This thread has been locked.

If you have a related question, please click the "Ask a related question" button in the top right corner. The newly created question will be automatically linked to this question.

unable to access the DAP - system reset does not help

Other Parts Discussed in Thread: TMS570LC4357, UNIFLASH

Hello,

We are working with a custom board around the TMS570LC4357. 

The board worked fined for quite some time, but after trying to launch a debug session from a linux workstation (CCS 6), we are no longer able to properly operate the board. 

A short time after powering up the board, we can connect to the target just fine, but after a few seconds, the debugger disconnects from the target with the "unable to access the DAP" error message. We found out that if we cool the board, the time during which we have access to the processor is longer. We never managed to clear the flash during this time, CCS just crashes when we try to erase the flash and uniflash stops with an error message reporting that it's unable to read from address 0x08000000. 

Using the AHB-AP we still have access to the system memory map. Through this interface we tried to perform a system reset using SYSECR register. The system reset is executed (update of the SYSESR), but we still cannot connect to the Cortex R5.

We noticed that after powering up the board we are able to access the debug APB bus (reading the debug ROM for instance), but it stops working after some time.

After power up the software is running (the EMIF has been configured, we can see the PC changing). After a system reset, the EMIF is not reinitialized.

We've checked all the power supplies to the processor and the OSCIN input. 

We've read most of the threads on the forum regarding this issue without finding a solution, any help would be greatly appreciated. 

In particular, is there a way to clear the flash using only the AHB-AP? 

it would seem that the debug APB is locked somehow, any idea on what could trigger this? 

Best regards,

Mathieu 

 

  • do you have an external watchdog or other chip asserting nPORRST?
  • We have a voltage supervisor. We checked it, it does not trigger a PORRST.
  • Have you been keeping CCS updated? Early on there was an issue w. caching that could prevent erase but honestly this doesn't sound like it.

    Not really sure I've seen what you're talking about before but how much time are you talking about with regard to 'cooling down' and how hot is the device actually getting? Are you working in some sort of environmental chamber for example?

    Do you have the JTAG clock frequency set high? It needs to be << 10MHz.

    How long are you talking about when it comes to being able to not erase the flash?
    It shouldn't take long at all to erase the flash maybe about 30 seconds .. are you actually not able to run that long without crashing?
  • We are currently using CCS 6.0.1.00040.
    The device is not really hot. We cool it down by blowing cold air to it.
    We tried setting the JTAG clock as low as 0.5MHz without success.
    We never managed to start the flash erase procedure. In the few seconds we can connect to the target after power up, we can only read the processor internal registers.
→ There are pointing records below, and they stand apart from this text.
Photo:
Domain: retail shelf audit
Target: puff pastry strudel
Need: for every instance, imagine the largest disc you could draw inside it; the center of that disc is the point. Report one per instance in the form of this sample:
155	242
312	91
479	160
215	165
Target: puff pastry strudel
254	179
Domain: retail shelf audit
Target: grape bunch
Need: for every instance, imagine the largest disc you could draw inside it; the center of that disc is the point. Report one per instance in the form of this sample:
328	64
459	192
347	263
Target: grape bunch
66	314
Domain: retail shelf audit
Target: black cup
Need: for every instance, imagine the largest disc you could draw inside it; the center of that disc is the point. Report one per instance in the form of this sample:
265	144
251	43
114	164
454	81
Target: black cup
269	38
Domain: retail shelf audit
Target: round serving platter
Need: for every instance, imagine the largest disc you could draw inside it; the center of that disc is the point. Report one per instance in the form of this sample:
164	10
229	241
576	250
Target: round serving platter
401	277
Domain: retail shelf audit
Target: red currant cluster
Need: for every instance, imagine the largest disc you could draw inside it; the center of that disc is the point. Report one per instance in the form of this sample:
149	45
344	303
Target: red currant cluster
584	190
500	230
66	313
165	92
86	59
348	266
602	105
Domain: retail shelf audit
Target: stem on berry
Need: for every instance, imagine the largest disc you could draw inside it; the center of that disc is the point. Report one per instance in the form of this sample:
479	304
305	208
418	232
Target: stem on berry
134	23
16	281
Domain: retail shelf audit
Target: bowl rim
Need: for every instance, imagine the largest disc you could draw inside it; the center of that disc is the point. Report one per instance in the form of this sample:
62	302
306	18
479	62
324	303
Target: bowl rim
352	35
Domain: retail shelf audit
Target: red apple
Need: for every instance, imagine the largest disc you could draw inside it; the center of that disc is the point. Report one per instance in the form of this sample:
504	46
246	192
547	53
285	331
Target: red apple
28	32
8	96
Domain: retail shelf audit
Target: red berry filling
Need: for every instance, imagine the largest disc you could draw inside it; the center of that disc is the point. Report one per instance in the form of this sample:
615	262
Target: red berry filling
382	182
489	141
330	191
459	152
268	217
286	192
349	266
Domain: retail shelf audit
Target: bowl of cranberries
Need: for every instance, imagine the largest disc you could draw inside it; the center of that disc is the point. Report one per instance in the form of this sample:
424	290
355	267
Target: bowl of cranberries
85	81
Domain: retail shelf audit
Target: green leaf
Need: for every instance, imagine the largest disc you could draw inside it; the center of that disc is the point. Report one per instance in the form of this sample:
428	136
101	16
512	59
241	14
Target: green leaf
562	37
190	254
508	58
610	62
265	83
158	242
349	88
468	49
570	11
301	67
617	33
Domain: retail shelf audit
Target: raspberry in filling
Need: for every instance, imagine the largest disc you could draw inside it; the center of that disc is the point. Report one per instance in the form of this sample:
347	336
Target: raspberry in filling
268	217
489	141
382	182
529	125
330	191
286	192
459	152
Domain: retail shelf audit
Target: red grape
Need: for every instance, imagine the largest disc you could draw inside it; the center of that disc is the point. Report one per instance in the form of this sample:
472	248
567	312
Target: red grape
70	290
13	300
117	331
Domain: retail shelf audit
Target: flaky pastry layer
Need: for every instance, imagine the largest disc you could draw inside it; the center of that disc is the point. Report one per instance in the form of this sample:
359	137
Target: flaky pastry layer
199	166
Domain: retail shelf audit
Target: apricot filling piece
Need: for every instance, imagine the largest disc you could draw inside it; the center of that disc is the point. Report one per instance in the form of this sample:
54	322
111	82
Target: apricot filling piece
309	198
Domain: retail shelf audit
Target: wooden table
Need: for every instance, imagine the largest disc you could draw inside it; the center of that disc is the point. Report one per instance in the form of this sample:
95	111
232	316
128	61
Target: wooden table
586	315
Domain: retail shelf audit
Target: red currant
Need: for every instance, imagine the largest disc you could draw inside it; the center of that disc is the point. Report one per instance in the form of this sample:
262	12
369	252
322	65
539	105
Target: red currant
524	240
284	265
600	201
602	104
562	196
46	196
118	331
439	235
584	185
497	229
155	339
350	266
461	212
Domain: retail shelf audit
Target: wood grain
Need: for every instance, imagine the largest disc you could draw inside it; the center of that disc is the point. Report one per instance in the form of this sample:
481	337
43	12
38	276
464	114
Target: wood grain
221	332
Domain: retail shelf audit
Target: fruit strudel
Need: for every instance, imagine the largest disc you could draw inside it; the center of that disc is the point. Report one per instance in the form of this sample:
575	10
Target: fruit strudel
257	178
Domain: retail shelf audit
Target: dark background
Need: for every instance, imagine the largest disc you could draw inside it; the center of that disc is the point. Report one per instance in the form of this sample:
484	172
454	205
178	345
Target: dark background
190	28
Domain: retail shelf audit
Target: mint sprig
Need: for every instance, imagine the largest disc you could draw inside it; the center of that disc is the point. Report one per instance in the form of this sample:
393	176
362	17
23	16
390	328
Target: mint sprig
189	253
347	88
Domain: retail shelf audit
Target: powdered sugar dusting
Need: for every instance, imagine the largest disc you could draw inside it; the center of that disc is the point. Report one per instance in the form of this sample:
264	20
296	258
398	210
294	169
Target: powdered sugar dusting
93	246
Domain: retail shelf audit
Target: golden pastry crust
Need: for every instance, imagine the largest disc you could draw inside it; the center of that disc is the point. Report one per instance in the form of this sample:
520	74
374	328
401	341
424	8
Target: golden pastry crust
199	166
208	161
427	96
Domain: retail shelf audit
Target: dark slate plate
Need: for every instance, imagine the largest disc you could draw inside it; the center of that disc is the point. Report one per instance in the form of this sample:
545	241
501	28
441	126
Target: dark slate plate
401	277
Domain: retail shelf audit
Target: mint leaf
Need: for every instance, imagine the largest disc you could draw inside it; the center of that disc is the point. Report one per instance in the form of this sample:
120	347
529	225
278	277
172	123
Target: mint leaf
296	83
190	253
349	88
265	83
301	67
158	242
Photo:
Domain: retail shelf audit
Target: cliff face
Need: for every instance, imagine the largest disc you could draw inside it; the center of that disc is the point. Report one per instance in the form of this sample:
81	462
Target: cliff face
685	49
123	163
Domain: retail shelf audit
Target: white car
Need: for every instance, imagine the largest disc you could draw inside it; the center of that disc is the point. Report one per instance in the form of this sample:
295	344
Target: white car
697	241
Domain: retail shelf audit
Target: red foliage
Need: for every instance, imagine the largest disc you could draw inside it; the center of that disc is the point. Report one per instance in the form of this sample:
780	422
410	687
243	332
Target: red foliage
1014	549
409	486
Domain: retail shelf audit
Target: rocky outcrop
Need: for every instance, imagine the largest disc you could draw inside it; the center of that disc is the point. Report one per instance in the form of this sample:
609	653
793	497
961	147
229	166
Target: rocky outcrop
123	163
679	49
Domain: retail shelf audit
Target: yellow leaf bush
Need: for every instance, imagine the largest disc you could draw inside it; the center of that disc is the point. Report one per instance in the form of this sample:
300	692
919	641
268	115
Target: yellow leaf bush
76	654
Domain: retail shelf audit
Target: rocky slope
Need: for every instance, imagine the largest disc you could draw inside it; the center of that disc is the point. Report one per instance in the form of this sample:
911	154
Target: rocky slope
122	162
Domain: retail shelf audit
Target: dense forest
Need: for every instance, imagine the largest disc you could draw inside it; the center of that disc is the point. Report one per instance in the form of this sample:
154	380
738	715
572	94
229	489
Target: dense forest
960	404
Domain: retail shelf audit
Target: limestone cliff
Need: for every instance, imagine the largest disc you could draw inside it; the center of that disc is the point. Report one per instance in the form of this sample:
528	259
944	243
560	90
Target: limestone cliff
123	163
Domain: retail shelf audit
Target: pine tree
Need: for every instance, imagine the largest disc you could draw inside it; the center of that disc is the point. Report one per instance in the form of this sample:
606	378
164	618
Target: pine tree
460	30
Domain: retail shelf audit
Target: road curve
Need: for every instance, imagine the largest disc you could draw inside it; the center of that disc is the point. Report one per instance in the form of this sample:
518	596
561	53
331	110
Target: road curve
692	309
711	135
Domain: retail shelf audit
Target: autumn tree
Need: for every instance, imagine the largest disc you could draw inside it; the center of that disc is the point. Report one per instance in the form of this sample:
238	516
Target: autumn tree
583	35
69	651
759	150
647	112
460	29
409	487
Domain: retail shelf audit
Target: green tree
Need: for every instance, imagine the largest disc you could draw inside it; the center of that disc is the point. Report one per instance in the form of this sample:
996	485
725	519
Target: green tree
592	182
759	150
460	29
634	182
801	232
As soon as we try to dump the content of the SRAM memory using the debugger, we get the disconnect message.

    Mathieu
  • Mathieu

    So forget flash erase.

    Can you simply connect to the micro and keep it connected?
  • For a few tens of second in ambient conditions. It disconnects afterwards. Early disconnection can be triggered by trying to dump an area of memory.

  • It shouldn't disconnect like that without a power on reset.
    You said you probed power on reset and don't see any pulses? Maybe you can double check.
    The only other thought is that maybe you are triggering the VMON internally if the power supply is dipping. Has to be something like this.
  • We will double check. But after the connection fails we cannot reconnect again without power cycling the board, if there is a PORST I expect we would be able to reconnect straight away right?
    Is there a register reporting VMON status?
  • not really if it's causing a power on reset, the reset status registers get cleared on power on reset.
    you could look at the nRST Pin though to see if it is pulsed low ever during this sequence.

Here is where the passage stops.